In the collection’s final story “The Ginger Rogers Sermon,” the narrator is forced to cope with a similarly complicated iteration of death and loss when she stumbles upon Slapper Jim’s body hanging from the tree on her family’s property. Here, losing Slapper Jim coincides with the narrator’s loss of innocence. Slapper Jim’s death follows her sexual awakening, implying that the narrator’s attempt to use Sex as a Form of Self-Exploration has caused this event. The story does cast blame on the narrator without explicitly naming the abusive dynamics of grooming—and potentially rape when they share a bed, though this is never stated.

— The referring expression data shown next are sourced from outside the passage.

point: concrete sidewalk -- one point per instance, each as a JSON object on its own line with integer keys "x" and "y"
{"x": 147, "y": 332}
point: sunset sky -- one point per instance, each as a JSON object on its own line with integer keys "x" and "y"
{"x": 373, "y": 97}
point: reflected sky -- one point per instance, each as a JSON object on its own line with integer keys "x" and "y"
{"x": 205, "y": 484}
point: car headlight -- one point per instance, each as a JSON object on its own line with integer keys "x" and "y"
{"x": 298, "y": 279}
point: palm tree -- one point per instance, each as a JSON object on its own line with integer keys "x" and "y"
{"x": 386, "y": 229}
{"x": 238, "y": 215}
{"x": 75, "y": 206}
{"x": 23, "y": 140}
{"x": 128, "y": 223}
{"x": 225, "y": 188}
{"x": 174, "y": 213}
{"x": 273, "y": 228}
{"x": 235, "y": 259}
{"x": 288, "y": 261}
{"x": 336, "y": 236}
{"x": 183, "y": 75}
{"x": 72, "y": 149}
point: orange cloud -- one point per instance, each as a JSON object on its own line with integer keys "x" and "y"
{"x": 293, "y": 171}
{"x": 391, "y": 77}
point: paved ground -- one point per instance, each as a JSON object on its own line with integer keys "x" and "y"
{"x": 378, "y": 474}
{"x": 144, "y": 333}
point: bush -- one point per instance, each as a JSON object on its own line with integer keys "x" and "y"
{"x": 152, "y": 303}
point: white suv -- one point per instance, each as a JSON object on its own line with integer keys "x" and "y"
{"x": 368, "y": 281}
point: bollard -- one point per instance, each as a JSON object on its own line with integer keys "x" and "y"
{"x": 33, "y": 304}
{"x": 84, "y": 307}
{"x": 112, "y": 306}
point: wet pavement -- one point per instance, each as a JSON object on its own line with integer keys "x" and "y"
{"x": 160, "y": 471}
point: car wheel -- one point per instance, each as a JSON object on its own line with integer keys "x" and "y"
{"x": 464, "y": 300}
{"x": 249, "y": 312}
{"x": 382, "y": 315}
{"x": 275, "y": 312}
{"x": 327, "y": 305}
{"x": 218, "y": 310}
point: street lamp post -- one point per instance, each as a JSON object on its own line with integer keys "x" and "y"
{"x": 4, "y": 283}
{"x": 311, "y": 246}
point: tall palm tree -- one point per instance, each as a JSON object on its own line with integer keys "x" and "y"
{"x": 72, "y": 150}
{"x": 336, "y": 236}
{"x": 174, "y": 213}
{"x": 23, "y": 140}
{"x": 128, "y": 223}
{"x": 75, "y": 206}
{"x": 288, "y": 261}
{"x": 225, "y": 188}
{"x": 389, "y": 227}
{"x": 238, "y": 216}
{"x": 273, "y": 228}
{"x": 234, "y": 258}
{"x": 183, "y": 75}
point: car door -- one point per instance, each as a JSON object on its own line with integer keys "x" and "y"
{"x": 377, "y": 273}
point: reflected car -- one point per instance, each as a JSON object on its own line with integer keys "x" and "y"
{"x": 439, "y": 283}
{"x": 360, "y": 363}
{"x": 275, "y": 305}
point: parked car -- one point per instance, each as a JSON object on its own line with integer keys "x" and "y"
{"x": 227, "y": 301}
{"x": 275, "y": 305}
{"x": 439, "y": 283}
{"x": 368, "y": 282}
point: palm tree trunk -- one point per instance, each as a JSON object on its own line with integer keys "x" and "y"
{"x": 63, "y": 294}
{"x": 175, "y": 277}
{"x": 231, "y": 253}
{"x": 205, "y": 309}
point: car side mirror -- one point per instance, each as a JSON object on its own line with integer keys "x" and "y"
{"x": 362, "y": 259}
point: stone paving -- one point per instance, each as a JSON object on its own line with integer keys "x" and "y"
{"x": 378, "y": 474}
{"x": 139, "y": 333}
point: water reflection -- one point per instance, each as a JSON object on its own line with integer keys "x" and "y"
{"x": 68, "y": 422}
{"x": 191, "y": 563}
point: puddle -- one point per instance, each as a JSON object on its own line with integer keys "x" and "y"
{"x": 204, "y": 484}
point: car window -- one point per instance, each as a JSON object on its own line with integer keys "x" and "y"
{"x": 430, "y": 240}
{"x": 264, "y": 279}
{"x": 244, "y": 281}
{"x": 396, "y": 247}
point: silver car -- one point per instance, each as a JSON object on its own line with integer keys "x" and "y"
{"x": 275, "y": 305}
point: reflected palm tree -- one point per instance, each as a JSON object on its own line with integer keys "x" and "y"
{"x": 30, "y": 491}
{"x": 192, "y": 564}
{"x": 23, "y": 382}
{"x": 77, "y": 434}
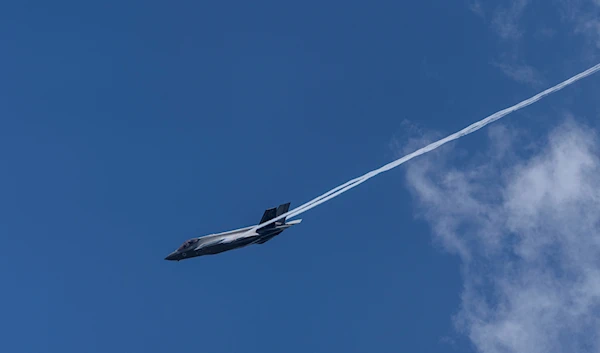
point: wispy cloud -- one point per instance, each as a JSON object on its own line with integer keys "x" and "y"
{"x": 522, "y": 73}
{"x": 506, "y": 20}
{"x": 528, "y": 237}
{"x": 477, "y": 8}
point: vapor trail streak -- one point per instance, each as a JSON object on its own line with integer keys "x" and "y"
{"x": 468, "y": 130}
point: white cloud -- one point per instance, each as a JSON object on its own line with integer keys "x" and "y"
{"x": 528, "y": 234}
{"x": 477, "y": 8}
{"x": 506, "y": 20}
{"x": 522, "y": 73}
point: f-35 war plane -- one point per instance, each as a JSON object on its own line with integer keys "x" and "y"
{"x": 234, "y": 239}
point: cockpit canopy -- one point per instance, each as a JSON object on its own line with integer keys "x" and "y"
{"x": 187, "y": 244}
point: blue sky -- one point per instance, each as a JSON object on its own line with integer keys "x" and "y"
{"x": 127, "y": 128}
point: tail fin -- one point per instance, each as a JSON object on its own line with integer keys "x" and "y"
{"x": 275, "y": 212}
{"x": 268, "y": 215}
{"x": 281, "y": 209}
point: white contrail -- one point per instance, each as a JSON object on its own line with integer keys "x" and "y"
{"x": 469, "y": 129}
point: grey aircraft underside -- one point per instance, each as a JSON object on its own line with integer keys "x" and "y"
{"x": 234, "y": 239}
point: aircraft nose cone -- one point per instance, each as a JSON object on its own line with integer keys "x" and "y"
{"x": 172, "y": 256}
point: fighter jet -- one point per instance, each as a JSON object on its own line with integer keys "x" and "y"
{"x": 234, "y": 239}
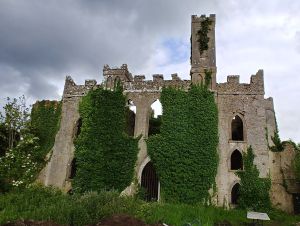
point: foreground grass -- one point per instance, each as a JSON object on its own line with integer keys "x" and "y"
{"x": 47, "y": 204}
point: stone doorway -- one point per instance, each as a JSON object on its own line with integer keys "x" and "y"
{"x": 296, "y": 201}
{"x": 150, "y": 183}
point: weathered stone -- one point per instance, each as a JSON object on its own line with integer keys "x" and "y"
{"x": 233, "y": 99}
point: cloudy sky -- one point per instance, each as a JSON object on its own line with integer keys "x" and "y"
{"x": 43, "y": 41}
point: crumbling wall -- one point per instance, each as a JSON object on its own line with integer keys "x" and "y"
{"x": 246, "y": 101}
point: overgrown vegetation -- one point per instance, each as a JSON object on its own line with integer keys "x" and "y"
{"x": 185, "y": 152}
{"x": 47, "y": 204}
{"x": 27, "y": 139}
{"x": 203, "y": 38}
{"x": 254, "y": 191}
{"x": 105, "y": 154}
{"x": 45, "y": 122}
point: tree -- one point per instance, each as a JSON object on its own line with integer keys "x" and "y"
{"x": 17, "y": 164}
{"x": 254, "y": 191}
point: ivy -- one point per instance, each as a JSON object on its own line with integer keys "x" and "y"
{"x": 203, "y": 38}
{"x": 105, "y": 154}
{"x": 254, "y": 191}
{"x": 185, "y": 152}
{"x": 278, "y": 145}
{"x": 45, "y": 122}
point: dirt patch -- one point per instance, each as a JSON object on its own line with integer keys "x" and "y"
{"x": 30, "y": 223}
{"x": 123, "y": 220}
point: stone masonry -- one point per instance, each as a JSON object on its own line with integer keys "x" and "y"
{"x": 234, "y": 99}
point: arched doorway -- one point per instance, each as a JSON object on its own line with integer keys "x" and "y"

As Keegan implies throughout the collection, sex offers the characters the illusive opportunity for escape, for control, and for basic human comfort. However, each time the characters act on these impulses, they are also challenging social norms or their prescribed gender roles. In Keegan’s narrative universe, rebelling against these systems almost always has devastating results. The image of Slapper Jim’s death in “The Ginger Rogers Sermon” echoes the image of Butch’s wife’s death in “You Can’t Be Too Careful,” embedded into the narrative and minimized by the narrative precedence put on surrounding events. Indeed, the final short story ends with the image of the narrator and her family dancing in the parlor, a scene that conjures a celebratory rather than a mournful mood. Slapper Jim’s death is glossed over, yet the family teaches their son, Eugene, to dance as though Slapper Jim’s ability to dance led to his downfall. In this final scene, each character returns to their prescribed gendered norms, as Eugene learns to dance and seduce and the narrator learns to follow.